On aurait pu en faire un film, le script est tombé dans les poubelles de l’Histoire…
En 1931, Déat (1) publie « Perspectives socialistes », un ouvrage théorique de réflexion sur la doctrine socialiste. Selon lui, il faut s’adapter à l’évolution de la société capitaliste qui ne paraît pas s’autodétruire, contrairement à l'affirmation marxiste. L’État doit avoir un rôle privilégié dans la gestion de la propriété qui doit être individuelle. Il est contre la collectivisation, contre la révolution, car le chaos est le credo des fascistes. Il s’oppose farouchement aux marxistes, mais se rapproche des planistes (2). Déat pense qu’il faut passer par un régime intermédiaire, et non pas attendre le vide politique pour que le socialisme s'installe.
Nous sommes dans l’entre deux guerres. Sans beaucoup se préoccuper de l’opinion des militants, les penseurs du socialisme pour durer, quand le pouvoir économique est franchement libéral, il n’y a pas d’autre solution que collaborer… plutôt si, il y en avait une autre, celle de s’opposer au capitalisme, ce qui était encore la volonté des militants. Pour cela il fallait du caractère. Or le sacrifice dans une société gourmande de progrès et de confort était déjà très difficile. Les dirigeants de gauche qui se frottèrent au pouvoir, qui vivaient dans des sphères qui n’étaient pas celles de leurs origines paysanne ou ouvrière, ne l’ont pas pu. Nous sommes en 1931, ne l’oublions pas.

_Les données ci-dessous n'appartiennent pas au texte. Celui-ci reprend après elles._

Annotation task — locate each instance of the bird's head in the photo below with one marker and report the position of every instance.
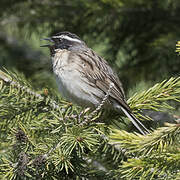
(63, 40)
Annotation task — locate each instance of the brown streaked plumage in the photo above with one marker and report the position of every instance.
(84, 77)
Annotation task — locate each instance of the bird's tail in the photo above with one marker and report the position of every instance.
(136, 122)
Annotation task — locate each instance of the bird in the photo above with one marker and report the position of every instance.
(84, 78)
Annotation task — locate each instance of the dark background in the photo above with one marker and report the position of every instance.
(137, 37)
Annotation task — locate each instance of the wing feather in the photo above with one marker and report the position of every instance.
(99, 72)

Au fur et à mesure que le temps passe, la résistance à l’aisance et au statut social élevé s’estompe jusqu’à s’effacer dans le consumérisme d’aujourd’hui.
Emmanuel Berl a écrit « la fin de la IIIme République » (épuisé en librairie), un livre admirablement documenté et travaillé – ce qui ne gâte rien – mêlant style et précision.

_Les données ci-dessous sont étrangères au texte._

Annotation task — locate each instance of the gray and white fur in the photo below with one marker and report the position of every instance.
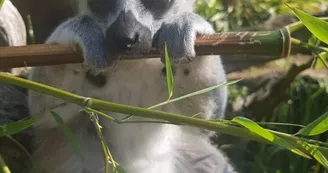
(103, 29)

Les socialistes avaient le choix de résister – ils le firent pendant une courte période avec Léon Blum et les réformes de 36 – ou de collaborer avec les industriels. La vérité oblige à dire que le gouvernement Blum ne fut pas à la hauteur de ce que la classe ouvrière attendait, même s’il obtint la fameuse semaine de congé et des réductions horaires. Il déçut surtout quand, face à la pression de la droite, il renonça à intervenir militairement en Espagne alors que Franco marchait sur Madrid et que Goering mettait l’aviation du Reich au service du franquisme.
Face à la montée en puissance de l’Allemagne, les socialistes se résignèrent à s’entendre avec la droite, puis, pour certains, avec l’Occupant allemand, quand plus tard, après la déroute, Pétain fit de Vichy, une capitale provisoire.
Il y eut des résistants socialistes, des députés qui refusèrent les pleins pouvoirs à Pétain, d’autres qui s’enfuirent en Afrique du Nord et en Angleterre pour continuer le combat, mais un certain nombre d’entre eux crurent à la victoire allemande et devinrent des personnages du Régime de Vichy.
L’alternative de passer dans la clandestinité ou de conserver auprès du maréchal une certaine position sociale fut certainement responsable de nuits blanches à partir de juillet 40 parmi « l’élite » du socialisme mondain.
Le parlementaire français Henri Queuille, d’abord radical socialiste, puis centre républicain fit partie des parlementaires français qui tinrent tête au régime de Vichy. Certains de ses aphorismes sont restés célèbres et conviendraient bien au président du PS belge, Elio Di Rupo :
« Il n'est aucun problème assez urgent en politique qu'une absence de décision ne puisse résoudre. » « La politique n'est pas l'art de résoudre les problèmes, mais de faire taire ceux qui les posent. » « Les promesses n'engagent que ceux qui les écoutent. »
La suite de l’Histoire, tout le monde la connaît.
Certains socialistes furent fusillés en 46 après s’être enfui à Sigmaringen avec le maréchal et son gouvernement, d’autres étaient retournés à « la raison » en rejoignant la résistance en 43 ou 44, enfin une troisième catégorie ne fit rien, s’enterrant quelque part en 45, pour revenir triompher dans la haute administration quand la saison n’était plus au règlement de compte.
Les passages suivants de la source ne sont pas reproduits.